As a woman, I try to set some goals in life which I earnestly wish to achieve in due course of time. One of the most important things I have learnt is to master the art of multitasking as beautifully as possible. Perhaps a woman needs to be more physically and mentally adroit than men and any intelligent man would be able to reason with it.
It’s hard to believe that that just a handful of disastrous experiences and some pleasant ones too, in the past three years have helped me to evolve into a woman and come out of the shell of naivety. Everyday, I endeavor to confront the challenges that keep coming my way and muster adequate courage to fight back and enough resilience to spring back to my normal self.
Perhaps the desire to be admired as a good (if not perfect) daughter, sister, friend, and colleague or as a wife or mother in near future drives me crazy sometimes. But in the process, it also encourages me to get rid of those thin streaks of selfishness, laziness or recklessness in me. Every human being craves to be appreciated, if not revered. I am no exception. In the process, I do realize that I am being taken for granted a zillion times, but who cares??? I do realize that I have made my life as mundane and tasteless as it could get because of countless daily errands and that I have made myself as unimportant as it could be, to me. As long as I give myself an opportunity to beam with pride every time my dear ones acknowledge me for the endless efforts I make to keep them happy, I am happy( though I know that very very rarely happens!!!!!).
These are some of the things which I, and for that matter every woman who has ever walked on the earth, would die to hear from their loved ones-
From my father: As a patriarch, my innermost fear is to imagine my family in dire straits when I am gone. But being around, you have always delivered an assurance to me.
From my mother: It takes inexplicable prowess, tenacity, resilience and a tender heart to be a woman. But, I must say, you have nearly perfected the art.
From my elder sister:
I have you as my sister.
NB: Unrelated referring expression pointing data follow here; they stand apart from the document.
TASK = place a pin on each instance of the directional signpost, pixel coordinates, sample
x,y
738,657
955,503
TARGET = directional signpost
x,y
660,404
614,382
Evidently, I don’t seek a best friend.
One day, I wish to have a daughter like you.
From my younger sister:
You inspire me, personally and professionally…In every walk of life.
My elder sister is my buddy, my confidante, my mother.
P.S- Since I've completely forgotten how it feels to have the presence of a 'special' person in my life, it would take a while to ponder over what i would be expecting to hear from him!!